UTMESA+MESA+ InstituteResearch & DevelopmentPhD graduatesArchiveJoost van Honschoten (promotion date: 16 April 2004)

Joost van Honschoten (promotion date: 16 April 2004)

Modelling and Optimization of the Microflown


Promotion date: 16 April 2004


The Microflown is an acoustic sensor, a very small device measuring sound. This is of course something a microphone also does. In a microphone the pressure is measured. Sound is not also produced by pressure but also by a rapid movement of particles. The Microflown operates on the principle of measurement of the speed of sound. In a Microflown there are two very thin wires, much thinner than a hair – if air flows past it, one little wire will cool more rapidly than the other.

The temperature difference of the wires causes a resistance difference between the wires, which can be measured electronically. So in fact you measure the speed of the particles. This principle is used in the Microflown to measure sound.



What was your thesis about?

I had better first explain about the Microflown: The Microflown is an acoustic sensor, a very small device measuring 'particle velocity'. While normal microphones measure the acoustic pressure, the Microflown is based on the principle of measuring particle velocity; the movement of fluid particles due to a sound wave. In a Microflown there are two very thin wires, much thinner than a hair – if air flows past it, one little wire will cool more rapidly than the other. The temperature difference of the wires causes a resistance difference between the wires, which can be measured electronically. So in fact you measure the speed of the particles.


Why would you want to use a Microflown instead of a microphone?

A Microflown has certain advantages. It basically constists of two tiny wires and is therefore much cheaper. And a major advantage is that with a Microflown with three sets of wires you can also determine the direction of the sound. The sensor is also suitable for acoustic measurement in the so called 'very near field', and facilitates the measurement of structural vibrations.


I understand the Microflown is not your invention?
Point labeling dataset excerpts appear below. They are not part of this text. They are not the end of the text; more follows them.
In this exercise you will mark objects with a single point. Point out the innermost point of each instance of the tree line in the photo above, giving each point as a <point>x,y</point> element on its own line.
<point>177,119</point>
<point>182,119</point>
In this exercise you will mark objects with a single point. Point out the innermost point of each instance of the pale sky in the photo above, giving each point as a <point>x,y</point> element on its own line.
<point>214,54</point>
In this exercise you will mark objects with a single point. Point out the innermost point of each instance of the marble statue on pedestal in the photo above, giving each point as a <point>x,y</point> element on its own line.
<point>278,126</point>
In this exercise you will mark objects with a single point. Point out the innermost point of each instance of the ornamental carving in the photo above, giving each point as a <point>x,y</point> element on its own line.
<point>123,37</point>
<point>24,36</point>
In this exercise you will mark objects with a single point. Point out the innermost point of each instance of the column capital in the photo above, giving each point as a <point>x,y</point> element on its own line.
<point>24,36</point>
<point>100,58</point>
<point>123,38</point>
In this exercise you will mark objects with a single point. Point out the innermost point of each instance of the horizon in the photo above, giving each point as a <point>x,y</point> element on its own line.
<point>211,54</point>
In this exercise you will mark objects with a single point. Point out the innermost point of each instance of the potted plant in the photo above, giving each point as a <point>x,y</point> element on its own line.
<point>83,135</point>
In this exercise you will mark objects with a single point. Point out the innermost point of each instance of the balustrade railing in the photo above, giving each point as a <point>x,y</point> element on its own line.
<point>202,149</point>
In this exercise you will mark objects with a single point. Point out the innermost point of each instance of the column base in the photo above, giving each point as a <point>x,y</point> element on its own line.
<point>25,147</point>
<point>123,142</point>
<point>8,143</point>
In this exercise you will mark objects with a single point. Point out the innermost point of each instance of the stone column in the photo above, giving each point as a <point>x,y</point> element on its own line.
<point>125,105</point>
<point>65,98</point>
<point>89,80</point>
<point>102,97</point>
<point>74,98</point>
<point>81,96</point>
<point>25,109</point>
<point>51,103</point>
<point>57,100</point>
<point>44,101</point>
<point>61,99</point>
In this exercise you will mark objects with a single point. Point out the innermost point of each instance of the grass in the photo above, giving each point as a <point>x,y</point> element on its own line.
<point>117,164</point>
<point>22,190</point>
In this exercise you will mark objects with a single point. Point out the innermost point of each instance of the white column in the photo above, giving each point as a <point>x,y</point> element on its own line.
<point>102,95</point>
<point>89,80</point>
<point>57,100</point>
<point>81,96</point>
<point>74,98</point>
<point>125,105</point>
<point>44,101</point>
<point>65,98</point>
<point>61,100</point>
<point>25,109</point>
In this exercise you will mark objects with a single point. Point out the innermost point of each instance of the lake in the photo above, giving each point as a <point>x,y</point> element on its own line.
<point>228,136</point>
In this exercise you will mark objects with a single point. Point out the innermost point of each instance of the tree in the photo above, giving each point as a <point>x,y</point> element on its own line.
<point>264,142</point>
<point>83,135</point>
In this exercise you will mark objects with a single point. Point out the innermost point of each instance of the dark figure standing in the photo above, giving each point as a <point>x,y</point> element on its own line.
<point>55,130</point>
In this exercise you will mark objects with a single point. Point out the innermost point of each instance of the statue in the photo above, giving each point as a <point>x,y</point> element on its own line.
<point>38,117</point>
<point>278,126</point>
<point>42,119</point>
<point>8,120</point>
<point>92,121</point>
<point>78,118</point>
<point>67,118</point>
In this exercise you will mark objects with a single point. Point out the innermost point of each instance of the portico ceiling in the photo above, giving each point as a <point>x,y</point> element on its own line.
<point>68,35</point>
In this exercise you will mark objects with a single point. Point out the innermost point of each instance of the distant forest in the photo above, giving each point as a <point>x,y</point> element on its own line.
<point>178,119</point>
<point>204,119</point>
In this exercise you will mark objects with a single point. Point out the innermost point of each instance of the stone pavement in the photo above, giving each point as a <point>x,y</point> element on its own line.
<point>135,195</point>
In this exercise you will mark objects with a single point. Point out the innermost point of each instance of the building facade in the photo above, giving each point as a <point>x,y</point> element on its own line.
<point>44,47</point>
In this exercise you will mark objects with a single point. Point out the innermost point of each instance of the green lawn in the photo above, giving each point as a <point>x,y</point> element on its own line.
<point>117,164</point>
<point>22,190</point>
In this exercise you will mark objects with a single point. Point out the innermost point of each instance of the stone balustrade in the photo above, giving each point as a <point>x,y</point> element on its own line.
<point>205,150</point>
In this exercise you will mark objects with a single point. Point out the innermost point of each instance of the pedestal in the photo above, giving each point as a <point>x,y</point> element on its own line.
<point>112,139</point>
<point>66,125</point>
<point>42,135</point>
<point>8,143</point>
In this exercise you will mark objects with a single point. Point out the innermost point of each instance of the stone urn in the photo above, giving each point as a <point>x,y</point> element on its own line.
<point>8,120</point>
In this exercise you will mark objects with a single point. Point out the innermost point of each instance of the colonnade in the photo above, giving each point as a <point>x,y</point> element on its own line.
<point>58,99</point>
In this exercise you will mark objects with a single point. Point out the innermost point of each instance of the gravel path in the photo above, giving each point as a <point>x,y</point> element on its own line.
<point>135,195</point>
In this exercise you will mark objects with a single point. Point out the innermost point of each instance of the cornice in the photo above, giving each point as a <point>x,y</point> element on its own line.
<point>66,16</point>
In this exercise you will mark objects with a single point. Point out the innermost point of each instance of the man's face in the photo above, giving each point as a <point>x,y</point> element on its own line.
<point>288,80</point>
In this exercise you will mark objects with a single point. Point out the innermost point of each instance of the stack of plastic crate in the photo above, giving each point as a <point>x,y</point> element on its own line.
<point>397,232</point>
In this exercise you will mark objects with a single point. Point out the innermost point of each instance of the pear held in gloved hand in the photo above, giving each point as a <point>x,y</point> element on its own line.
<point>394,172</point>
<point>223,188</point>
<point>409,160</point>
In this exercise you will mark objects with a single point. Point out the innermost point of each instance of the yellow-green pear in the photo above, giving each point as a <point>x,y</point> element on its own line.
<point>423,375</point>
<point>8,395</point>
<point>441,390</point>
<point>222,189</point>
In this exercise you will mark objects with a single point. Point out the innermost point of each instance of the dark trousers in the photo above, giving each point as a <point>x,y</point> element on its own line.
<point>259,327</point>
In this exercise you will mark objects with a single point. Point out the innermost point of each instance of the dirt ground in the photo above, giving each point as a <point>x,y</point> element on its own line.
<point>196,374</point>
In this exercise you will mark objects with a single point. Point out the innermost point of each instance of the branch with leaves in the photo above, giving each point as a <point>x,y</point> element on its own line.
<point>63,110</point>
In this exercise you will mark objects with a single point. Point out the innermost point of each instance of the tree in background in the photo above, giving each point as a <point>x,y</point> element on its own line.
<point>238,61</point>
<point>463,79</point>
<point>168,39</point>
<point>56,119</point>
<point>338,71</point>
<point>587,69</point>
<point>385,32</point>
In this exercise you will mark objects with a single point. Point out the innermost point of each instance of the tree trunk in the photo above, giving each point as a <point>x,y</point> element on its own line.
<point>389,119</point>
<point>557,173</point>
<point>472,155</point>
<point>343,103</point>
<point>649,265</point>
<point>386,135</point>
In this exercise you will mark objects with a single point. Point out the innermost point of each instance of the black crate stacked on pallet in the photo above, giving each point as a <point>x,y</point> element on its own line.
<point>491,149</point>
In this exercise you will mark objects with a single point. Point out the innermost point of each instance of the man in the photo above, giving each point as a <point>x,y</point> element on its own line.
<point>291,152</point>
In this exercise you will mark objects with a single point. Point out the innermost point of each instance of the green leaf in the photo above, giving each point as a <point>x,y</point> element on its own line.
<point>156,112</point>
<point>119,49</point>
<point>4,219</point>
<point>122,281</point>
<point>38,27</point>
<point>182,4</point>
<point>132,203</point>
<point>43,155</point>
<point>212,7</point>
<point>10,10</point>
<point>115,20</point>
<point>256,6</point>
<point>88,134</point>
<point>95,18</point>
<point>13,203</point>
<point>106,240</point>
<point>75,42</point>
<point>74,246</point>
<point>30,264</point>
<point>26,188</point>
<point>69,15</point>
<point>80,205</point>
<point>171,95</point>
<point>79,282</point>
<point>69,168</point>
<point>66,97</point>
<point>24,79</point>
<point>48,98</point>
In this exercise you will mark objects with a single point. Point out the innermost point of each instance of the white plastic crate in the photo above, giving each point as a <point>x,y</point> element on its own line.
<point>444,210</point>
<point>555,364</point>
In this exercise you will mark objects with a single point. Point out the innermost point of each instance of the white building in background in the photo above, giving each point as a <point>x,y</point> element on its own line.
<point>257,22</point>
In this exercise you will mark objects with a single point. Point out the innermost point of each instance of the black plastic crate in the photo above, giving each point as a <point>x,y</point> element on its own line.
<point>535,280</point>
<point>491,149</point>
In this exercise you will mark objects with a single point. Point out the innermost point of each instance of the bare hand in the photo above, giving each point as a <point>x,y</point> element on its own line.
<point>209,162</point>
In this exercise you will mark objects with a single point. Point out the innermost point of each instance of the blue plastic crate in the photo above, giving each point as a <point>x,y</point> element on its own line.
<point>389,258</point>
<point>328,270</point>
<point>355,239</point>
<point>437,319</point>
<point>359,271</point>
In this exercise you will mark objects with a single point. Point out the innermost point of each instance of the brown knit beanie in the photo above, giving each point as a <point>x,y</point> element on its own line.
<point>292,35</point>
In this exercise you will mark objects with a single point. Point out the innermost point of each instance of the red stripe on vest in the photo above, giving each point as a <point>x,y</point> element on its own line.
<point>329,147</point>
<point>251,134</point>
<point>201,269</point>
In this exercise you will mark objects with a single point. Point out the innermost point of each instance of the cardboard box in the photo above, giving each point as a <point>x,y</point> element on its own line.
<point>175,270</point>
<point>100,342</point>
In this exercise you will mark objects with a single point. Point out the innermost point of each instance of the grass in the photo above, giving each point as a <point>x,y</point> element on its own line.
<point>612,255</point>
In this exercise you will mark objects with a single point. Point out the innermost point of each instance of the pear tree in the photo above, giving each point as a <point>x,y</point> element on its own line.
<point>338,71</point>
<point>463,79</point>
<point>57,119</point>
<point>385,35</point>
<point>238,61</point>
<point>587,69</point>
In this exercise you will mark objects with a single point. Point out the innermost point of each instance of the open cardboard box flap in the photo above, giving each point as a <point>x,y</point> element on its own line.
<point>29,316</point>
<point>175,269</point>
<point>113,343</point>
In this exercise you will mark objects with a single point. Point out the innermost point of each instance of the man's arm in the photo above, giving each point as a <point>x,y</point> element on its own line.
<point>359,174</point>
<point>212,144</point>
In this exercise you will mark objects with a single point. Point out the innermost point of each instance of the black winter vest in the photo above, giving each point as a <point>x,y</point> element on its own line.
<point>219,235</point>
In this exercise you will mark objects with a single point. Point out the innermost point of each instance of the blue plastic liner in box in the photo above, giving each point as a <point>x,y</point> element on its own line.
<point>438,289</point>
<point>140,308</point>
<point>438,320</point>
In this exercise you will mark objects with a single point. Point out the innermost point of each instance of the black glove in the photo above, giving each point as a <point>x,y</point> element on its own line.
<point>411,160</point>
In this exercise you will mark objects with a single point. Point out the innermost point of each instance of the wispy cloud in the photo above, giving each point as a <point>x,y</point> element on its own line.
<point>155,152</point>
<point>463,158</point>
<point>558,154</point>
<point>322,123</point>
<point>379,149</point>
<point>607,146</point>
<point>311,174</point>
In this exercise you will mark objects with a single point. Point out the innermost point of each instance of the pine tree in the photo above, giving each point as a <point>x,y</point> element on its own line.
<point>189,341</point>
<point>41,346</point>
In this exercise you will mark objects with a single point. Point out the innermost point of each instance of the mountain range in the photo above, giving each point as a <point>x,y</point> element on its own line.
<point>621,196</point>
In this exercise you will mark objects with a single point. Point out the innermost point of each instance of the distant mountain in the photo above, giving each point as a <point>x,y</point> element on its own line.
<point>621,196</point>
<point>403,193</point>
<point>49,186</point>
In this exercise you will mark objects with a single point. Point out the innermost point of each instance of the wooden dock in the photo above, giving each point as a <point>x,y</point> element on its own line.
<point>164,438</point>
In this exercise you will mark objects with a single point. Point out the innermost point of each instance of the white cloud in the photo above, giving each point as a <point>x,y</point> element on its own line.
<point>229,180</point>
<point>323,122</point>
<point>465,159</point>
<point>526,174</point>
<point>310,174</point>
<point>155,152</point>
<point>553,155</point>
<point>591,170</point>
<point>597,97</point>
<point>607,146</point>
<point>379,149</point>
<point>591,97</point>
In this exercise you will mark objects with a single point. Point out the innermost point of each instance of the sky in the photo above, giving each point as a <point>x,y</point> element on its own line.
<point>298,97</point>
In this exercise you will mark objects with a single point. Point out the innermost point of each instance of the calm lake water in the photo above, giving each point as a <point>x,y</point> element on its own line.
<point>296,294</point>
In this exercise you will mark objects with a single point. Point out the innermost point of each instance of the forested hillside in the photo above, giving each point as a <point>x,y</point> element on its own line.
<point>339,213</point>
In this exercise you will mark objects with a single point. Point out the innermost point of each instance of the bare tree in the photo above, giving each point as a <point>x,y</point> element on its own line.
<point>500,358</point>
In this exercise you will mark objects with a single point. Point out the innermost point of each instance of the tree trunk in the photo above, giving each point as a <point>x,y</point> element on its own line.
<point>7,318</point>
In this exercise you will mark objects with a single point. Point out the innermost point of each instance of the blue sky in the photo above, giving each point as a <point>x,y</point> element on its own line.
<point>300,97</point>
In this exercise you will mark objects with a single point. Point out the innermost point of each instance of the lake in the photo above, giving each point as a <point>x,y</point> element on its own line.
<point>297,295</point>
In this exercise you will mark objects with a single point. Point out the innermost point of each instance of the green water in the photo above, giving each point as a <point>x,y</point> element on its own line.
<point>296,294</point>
No, it already existed when I started my promotion research. Hans Elias de Bree invented it about 10 years ago here at this university and patented it. But it still needed a lot of modelling and some of the principles were not completely understood (as) yet. If you want to improve it, you need a more detailed understanding. We made a new model. On the basis of the model conclusions were made towards its optimum dimensions. The spin-off is a small business actually producing it now.


How big is it?

Well, of course it is bigger than these tiny sets of wires, because the device needs a packaging. But it is small, size of a short pen.


Was that the purpose of your research, the development of a small working device measuring sound?

I have a specific interest in modelling. I like the puzzle of it. The Microflown was a good subject. We understand the thing much better now and can meet specifications that trade and industry may want for certain purposes.


Did you experience any setbacks during your research?

Actually, I have been lucky. I established a contact with a Russian group, working with the micrflown for an acoustic company in Germany. I was extremely impressed by the expertise and inventiveness of Vitaly Svetovoy, who would certainly be a professor had he been in the Netherlands instead of Russia. We mailed and I he gave a tremendous impulse on the theoretical description. He has been here for a scientific visit for six months. He actually was a kind of mentor to me. He is now here for a second visit and is on the promotion committee.


What did you enjoy most?

The research itself, as I said I do like a puzzle. I also enjoyed the teaching part of it very much. I felt very much part of a team with the students.


What are you going to do next?

That is one thing I don’t like about being in research, the uncertainty. The possibility for a permanent position at a university is very limited. So in fact you go from postdoc to postdoc.

For personal reasons I would like to stay in Enschede, so I have been very active in the thinking up of new lines of research and writing up proposals for new research. I can’t afford to just sit and wait until something comes my way. But the writing up of such a proposal takes months – and I wrote three!- and after that you can only hope that the institutions are interested enough to provide the funds.

I managed to obtain a job for the next four years, which has to do with the Microflown again.